Na hora de procurar ajuda

Psicólogo ou psiquiatra? Cada profissional de saúde age de uma forma e entender os sintomas e a causa do problema auxiliar na escolha

Na hora de procurar ajuda Gonza Rodrigues/Ilustração
Foto: Gonza Rodrigues / Ilustração
Gazeta do Povo

Na hora de buscar ajuda para manter a saúde mental, é comum surgir a dúvida: procuro um psicólogo ou um psiquiatra? A escolha, porém, depende muito da situação e dos sintomas que a pessoa apresentar. Para explicar sobre essa diferença, o psiquiatra Edvino Krul Junior relatou duas histórias e pediu para que os leitores pensassem qual seria o caso de buscar um psicólogo e qual exigiria o atendimento do psiquiatra.

Caso A

O homem tem um bom emprego, é casado e é feliz no casamento, não tem problemas financeiros e nem de relacionamento. Porém, nos últimos anos, tem se sentido triste — e não sabe apontar qual é a razão desse sentimento negativo.

Caso B

Outro homem que está passando por uma situação de estresse, com brigas no casamento, inclusive levando ao fim do relacionamento. Nada parece dar certo no trabalho e sente-se constantemente irritado.

— O caso A parece que a vida da pessoa está toda organizada e não tem um motivador aparente para ele se sentir triste. Parece ser uma doença, de ser algo químico que está errado no organismo. Neste caso, é importante buscar um psiquiatra — explica o médico. — O caso B, por outro lado, tem um motivador. É o estresse no trabalho e em casa. Parece ser uma reação àquela situação vivenciada e poderia ser solucionado pensando nos relacionamentos daquela pessoa. É o caso, portanto, de buscar um psicólogo — completa Krul Junior. — Quem procura por um psiquiatra deveria também procurar um psicólogo, porque o resultado do tratamento em junto melhora — diz.

Essa é uma dúvida comum quando se fala de estresse e, principalmente, quais os sintomas, sequelas, cuidados e tratamentos do Estresse Crônico. O médico Miguel Mariano Marzinek alerta:

— Muitas pessoas tendem a confundir e a achar que estão enfartando, entrando em convulsão ou mesmo tendo um AVC, quando na verdade são sinais decorrentes de um estresse crônico. Quando a pessoa passa por uma situação de estresse, a pupila dilata, a pele fica mais pálida, a musculatura tensiona, o coração acelera e esses são sinais comuns e até saudáveis, dependendo da situação. O problema está quando esses sintomas se prolongam e predispõem o organismo a outras doenças, como úlceras, gastrites e até mesmo problemas cardíacos — explica Marzinek.

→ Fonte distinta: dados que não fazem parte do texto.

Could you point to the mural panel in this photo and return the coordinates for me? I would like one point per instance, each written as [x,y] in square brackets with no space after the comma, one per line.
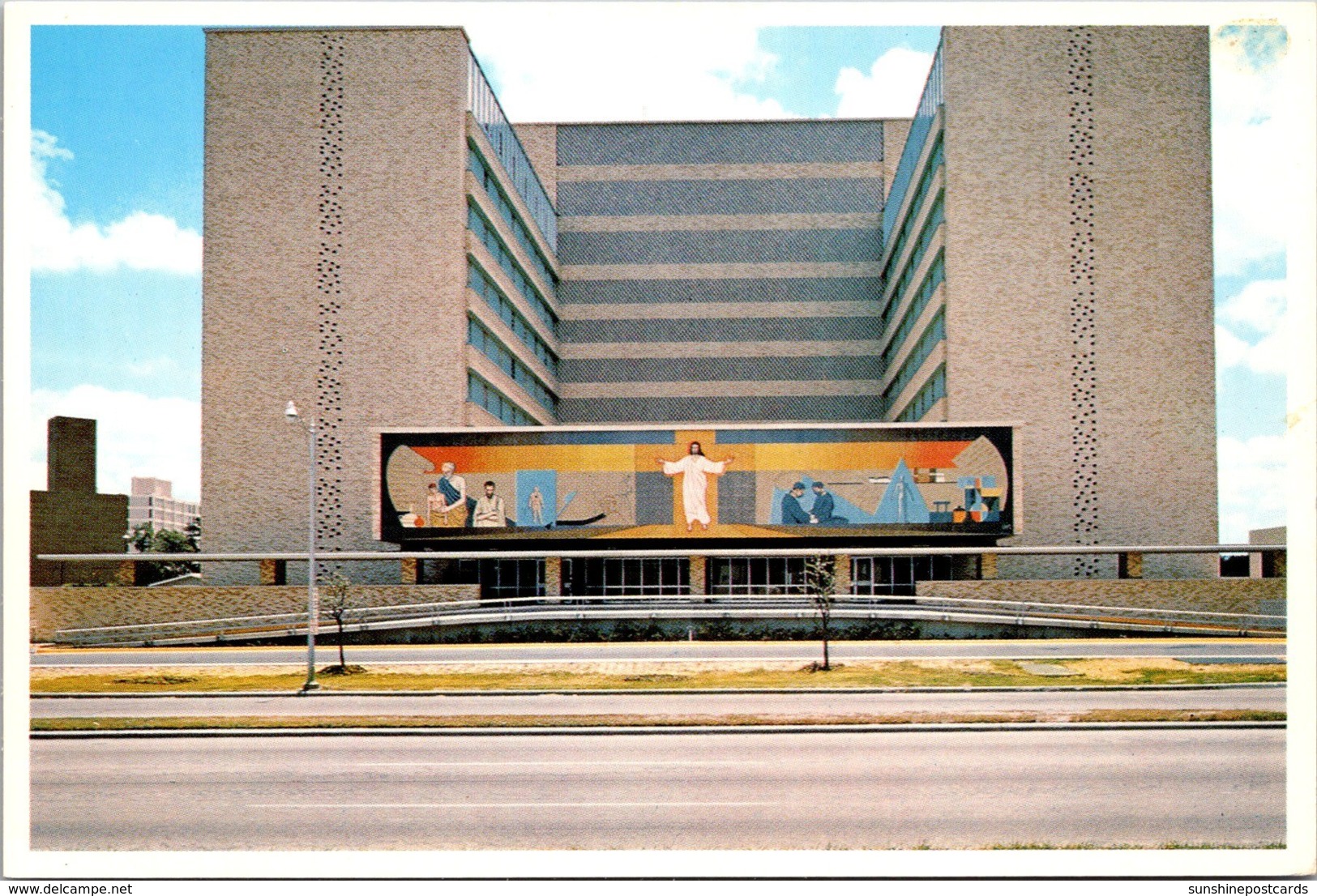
[708,482]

O psiquiatra Caetano Fenner de Oliveira defende que qualquer tipo de sofrimento emocional pode começar através de consultas com um profissional de ambas as áreas. Porém, em determinados casos, a indicação é mais pontual:

— Para episódios depressivos sem causas externas o uso de medicação e a procura de psiquiatra clinico ainda é o mais indicado. Em outros tipos de depressão ligadas a causas profissionais, conjugais ou desilusões amorosas o ideal seria procurar um psicoterapeuta, e, caso o problema envolva transtornos de personalidade o ideal em termos de melhora clínica a médio e longo prazo seria o tratamento psicanalítico de alta frequência — explica.

Segundo ele, alguns pacientes procuram inclusive tratamentos alternativos, como holística, transpessoal e reencarnacionista, por os mesmos não possuírem obstáculos típicos da profissão médica como dificuldade de agendamento, valores elevados, etc.

A psicóloga caxiense Nivea Rosa, formada em psicologia clínica com orientações psicanalíticas, também defende que o psiquiatra e o psicólogo são profissionais complementares. Segundo ela, em casos graves, a julgar pela avaliação dos profissionais, é indicado que a paciente faça tratamento combinado:

— O psiquiatra, nesse caso, fará a intervenção através de medicamentos, para amenizar os sintomas, tanto na situação de sentimentos de tristeza quanto da irritabilidade. O psicólogo, por outro lado, atua como um ego auxiliar, realizando um trabalho de mediador, auxiliando o sujeito a identificar quais motivos que estão levando essa pessoa a agir dessa forma — afirma.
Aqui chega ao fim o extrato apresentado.